In Finland, an emphasis on diversity leads to human rights award

HELSINKI, Finland — Just after the birth of her fourth child, Melody Karvonen made a somewhat unusual career change.

While still on maternity leave, Ms. Karvonen decided to end her 10-year career in architectural drafting and instead moved into human rights. She first participated in a project aimed at the elimination of racism.

In that campaign, organized by the Red Cross and the Mannerheim's Child Protection League, she led groups of youth and children in discussions on racial tolerance in society and the beauty of human diversity.

Fourteen years later, after her initial steps had broadened into a career devoted to the protection of human rights, Ms. Karvonen, 51, was named the Human Rights Worker of the Year by the Finnish League for Human Rights.

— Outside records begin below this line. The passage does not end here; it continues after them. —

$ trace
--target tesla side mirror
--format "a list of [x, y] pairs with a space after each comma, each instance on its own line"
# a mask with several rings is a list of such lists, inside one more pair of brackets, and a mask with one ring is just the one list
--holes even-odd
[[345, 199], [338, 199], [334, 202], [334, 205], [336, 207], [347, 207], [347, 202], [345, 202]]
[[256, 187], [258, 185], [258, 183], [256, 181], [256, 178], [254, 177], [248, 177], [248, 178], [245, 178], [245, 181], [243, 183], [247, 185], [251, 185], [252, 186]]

Dr. Pentti Arajarvi, a member of the League's board of directors and husband of the President of Finland, Tarja Halonen, was the keynote speaker at the award ceremony on 27 September 2003. Also present was Mikko Puumalainen, the Finnish Ombudsman for Minorities.

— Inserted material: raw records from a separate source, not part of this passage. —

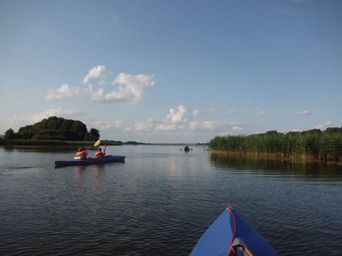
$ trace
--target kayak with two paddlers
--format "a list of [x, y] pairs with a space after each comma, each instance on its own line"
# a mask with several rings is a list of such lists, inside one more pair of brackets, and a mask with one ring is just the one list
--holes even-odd
[[94, 146], [98, 146], [100, 144], [100, 140], [97, 141], [94, 146], [86, 151], [83, 151], [82, 148], [78, 149], [78, 151], [76, 152], [76, 156], [73, 160], [66, 161], [56, 161], [56, 167], [62, 167], [73, 165], [88, 165], [93, 164], [105, 164], [105, 163], [115, 163], [115, 162], [125, 162], [125, 156], [105, 156], [105, 149], [107, 145], [105, 144], [105, 150], [103, 152], [100, 148], [98, 149], [98, 151], [95, 154], [95, 158], [88, 158], [88, 154], [90, 150]]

In her acceptance speech, Ms. Karvonen said that the principles of the Bahá'í Faith provided a basis for her work.

"Today there is a lot of emphasis in the world on diversity and coexistence, but less on how we can work better together," she said.

"People often concentrate on the differences of culture, but in my work I try to focus on how human beings can live together. As Bahá'u'lláh said: 'The earth is but one country and mankind its citizens.'"

Ms. Karvonen was born in Iran — her maiden name was Naghmeh Izadi — and moved to Finland in 1973. She is married to Finnish-born Jarmo Tapio Karvonen and has four children. She has served as a member of the National Spiritual Assembly of the Bahá'ís of Finland since 1997.

After her initial two years as a volunteer in human rights work, she accepted a position with the Red Cross as a refugee adviser for the newly established Center for Asylum Seekers in Joensuu, in the east of Finland.

For five years she represented the Police of Joensuu as an educator for tolerance and cross-cultural understanding.

Other projects she has been involved with include a program to reduce violence and racism among youth; the establishment of a school curriculum that encourages world citizenship; an evaluation and development of an international meeting center in Joensuu; and the "Be Equal, Be Different" project, shared by Finland, Holland, Italy, and Ireland, which seeks to reduce discrimination in the workplace.

Ms. Karvonen often accepts invitations from throughout Finland to address groups on topics such as cross-cultural understanding, tolerance and understanding, and the equality of women and men.

Ms. Karvonen is currently working as an immigration counselor for a project funded by the European Social Fund, under the auspices of the European Union.